Ele cita o exemplo da maior processadora de cacau de Gana, a Niche Cocoa, que abriu uma fábrica nos EUA no ano passado para se firmar no lucrativo mercado americano. Em abril, a Niche Cocoa também lançou o primeiro leite achocolatado engarrafado de Gana.

Atrair a juventude

Várias pesquisas independentes colocam a idade média de um produtor de cacau em Gana entre 50 e 55 anos. Muitos trabalham o máximo que podem fisicamente devido à falta de interesse da geração mais jovem.

De acordo com Cuendet, o cultivo do cacau se tornou a atividade de último recurso e os jovens preferem ingressar em outras profissões como enfermagem, ensino, polícia ou na carreira militar. Ela culpa as condições desfavoráveis de posse da terra e os preços do cacau que não estão em sintonia com o aumento do custo de vida. Isso torna pouco atraentes as perspectivas do trabalho árduo necessário na lavoura de cacau. “Para persuadir os jovens, as perspectivas de desenvolvimento de negócios que permitam uma vida decente bem acima da linha da pobreza precisam ser tangíveis”, diz Cuendet.

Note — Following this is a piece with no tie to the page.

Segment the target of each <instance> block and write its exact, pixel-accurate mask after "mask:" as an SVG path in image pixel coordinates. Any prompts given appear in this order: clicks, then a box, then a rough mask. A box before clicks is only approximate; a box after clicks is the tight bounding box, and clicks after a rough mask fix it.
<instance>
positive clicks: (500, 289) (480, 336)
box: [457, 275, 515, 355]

Além de mais dinheiro, o treinamento também é importante. Em 2016, Gana, juntamente com parceiros internacionais, lançou um Programa de Jovens da Próxima Geração do Cacau (MASO, na sigla em inglês) de cinco anos que ofereceu treinamento em agricultura e desenvolvimento de negócios para 10 mil jovens desempregados que vivem com menos de dois dólares por dia. Uma avaliação do projeto que terminou em 2020 descobriu que aqueles que receberam treinamento tinham 22,5% mais chances de cultivar cacau.